If a large number of students work alone due to the break, we might run out of majors. If you find that there are no majors available in the spreadsheet when you are completing this activity, please choose one of Middlebury’s minors that is not a major and write your full results (the minor that you chose and the probabilities of both "he" and "she") in the ACTIVITY 4 area of the lab assignment.

Activity 5

Discuss what you have observed in this assignment with your partner. The plot shows that there is a clear relationship between the cosine similarities between professions and male/female-associate words and the percentage of female workers in the profession. Additionally, as the spreadsheet for BERT is filled out, I suspect that we will see a similar relationship between the probabilities of male and female pronouns and the percentage of female students in each major at Middlebury.2

Answer the following questions at the end of the lab in the comment labeled “ACTIVITY 5”:

  1. One word that might be used to describe these word representations is “biased”. Can you think of automated systems in which it would be harmful to society to use these representations of words?
  2. Can you think of any situations in which the fact that these word representations are biased might be an asset?
  3. If you use tools like ChatGPT, will this change how you use those tools? If you don’t, does this change your likelihood to use the tools, or the tasks that you might consider using them for?
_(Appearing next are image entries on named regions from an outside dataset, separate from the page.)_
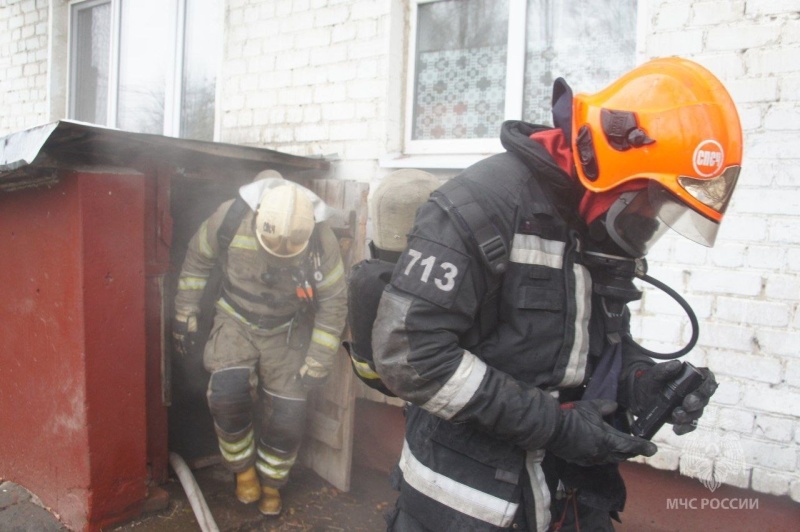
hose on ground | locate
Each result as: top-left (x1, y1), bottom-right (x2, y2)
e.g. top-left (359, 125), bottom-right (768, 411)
top-left (169, 452), bottom-right (219, 532)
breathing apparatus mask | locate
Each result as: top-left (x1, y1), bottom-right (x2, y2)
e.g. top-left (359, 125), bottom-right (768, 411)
top-left (570, 57), bottom-right (742, 359)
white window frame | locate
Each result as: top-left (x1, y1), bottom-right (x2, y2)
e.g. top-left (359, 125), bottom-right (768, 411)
top-left (67, 0), bottom-right (187, 137)
top-left (404, 0), bottom-right (528, 155)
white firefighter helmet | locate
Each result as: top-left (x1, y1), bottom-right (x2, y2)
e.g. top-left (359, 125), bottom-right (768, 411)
top-left (256, 183), bottom-right (315, 258)
top-left (369, 169), bottom-right (439, 251)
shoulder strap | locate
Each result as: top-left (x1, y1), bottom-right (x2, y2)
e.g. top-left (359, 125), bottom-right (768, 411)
top-left (431, 181), bottom-right (509, 347)
top-left (431, 182), bottom-right (508, 275)
top-left (217, 196), bottom-right (250, 255)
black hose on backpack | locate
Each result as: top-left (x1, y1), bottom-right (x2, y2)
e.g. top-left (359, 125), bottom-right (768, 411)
top-left (625, 273), bottom-right (700, 360)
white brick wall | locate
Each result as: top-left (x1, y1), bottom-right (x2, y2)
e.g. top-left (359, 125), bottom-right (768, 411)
top-left (0, 0), bottom-right (800, 501)
top-left (0, 0), bottom-right (49, 135)
top-left (635, 0), bottom-right (800, 501)
top-left (219, 0), bottom-right (390, 180)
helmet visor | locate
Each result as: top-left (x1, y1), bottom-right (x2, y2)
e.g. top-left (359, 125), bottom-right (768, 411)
top-left (606, 181), bottom-right (719, 258)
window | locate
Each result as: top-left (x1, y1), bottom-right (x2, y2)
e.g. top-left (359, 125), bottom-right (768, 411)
top-left (406, 0), bottom-right (637, 154)
top-left (69, 0), bottom-right (222, 140)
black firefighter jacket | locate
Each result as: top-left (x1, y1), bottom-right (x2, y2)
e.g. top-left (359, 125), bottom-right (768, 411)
top-left (372, 122), bottom-right (652, 532)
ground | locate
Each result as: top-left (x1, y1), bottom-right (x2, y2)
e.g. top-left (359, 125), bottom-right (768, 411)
top-left (0, 464), bottom-right (800, 532)
top-left (107, 465), bottom-right (397, 532)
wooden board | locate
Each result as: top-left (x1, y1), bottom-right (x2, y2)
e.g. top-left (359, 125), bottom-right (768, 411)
top-left (300, 179), bottom-right (369, 491)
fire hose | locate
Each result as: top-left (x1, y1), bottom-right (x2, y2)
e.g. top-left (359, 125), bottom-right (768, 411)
top-left (169, 452), bottom-right (219, 532)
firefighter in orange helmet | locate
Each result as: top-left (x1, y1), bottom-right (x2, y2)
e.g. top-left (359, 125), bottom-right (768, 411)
top-left (372, 58), bottom-right (742, 531)
top-left (173, 171), bottom-right (347, 515)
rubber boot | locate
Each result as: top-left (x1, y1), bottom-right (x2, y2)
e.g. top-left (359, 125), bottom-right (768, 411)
top-left (236, 467), bottom-right (261, 504)
top-left (258, 486), bottom-right (281, 515)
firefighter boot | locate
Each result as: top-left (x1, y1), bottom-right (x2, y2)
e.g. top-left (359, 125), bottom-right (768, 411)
top-left (258, 486), bottom-right (281, 515)
top-left (236, 467), bottom-right (261, 504)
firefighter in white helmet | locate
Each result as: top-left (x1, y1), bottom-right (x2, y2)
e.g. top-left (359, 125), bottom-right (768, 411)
top-left (173, 171), bottom-right (347, 515)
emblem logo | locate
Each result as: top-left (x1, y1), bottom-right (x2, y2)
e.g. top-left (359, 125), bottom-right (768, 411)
top-left (692, 140), bottom-right (725, 177)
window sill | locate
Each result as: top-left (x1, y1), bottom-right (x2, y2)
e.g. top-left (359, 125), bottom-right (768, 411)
top-left (378, 153), bottom-right (493, 170)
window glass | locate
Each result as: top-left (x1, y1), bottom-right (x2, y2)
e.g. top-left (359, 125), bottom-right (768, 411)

Please write at least one full sentence for each question.

If you need further inspiration or just want to think more about this topic, consider skimming any of these articles:

Submitting

Submit lab9.py and bias.png on gradescope. Activities 1/2 are autograded, while the rest of the activities are graded manually.

  1. Not multi-level marketing. 

  2. This is only a hypothesis! I’ll see if there is a way to actually get this data to check.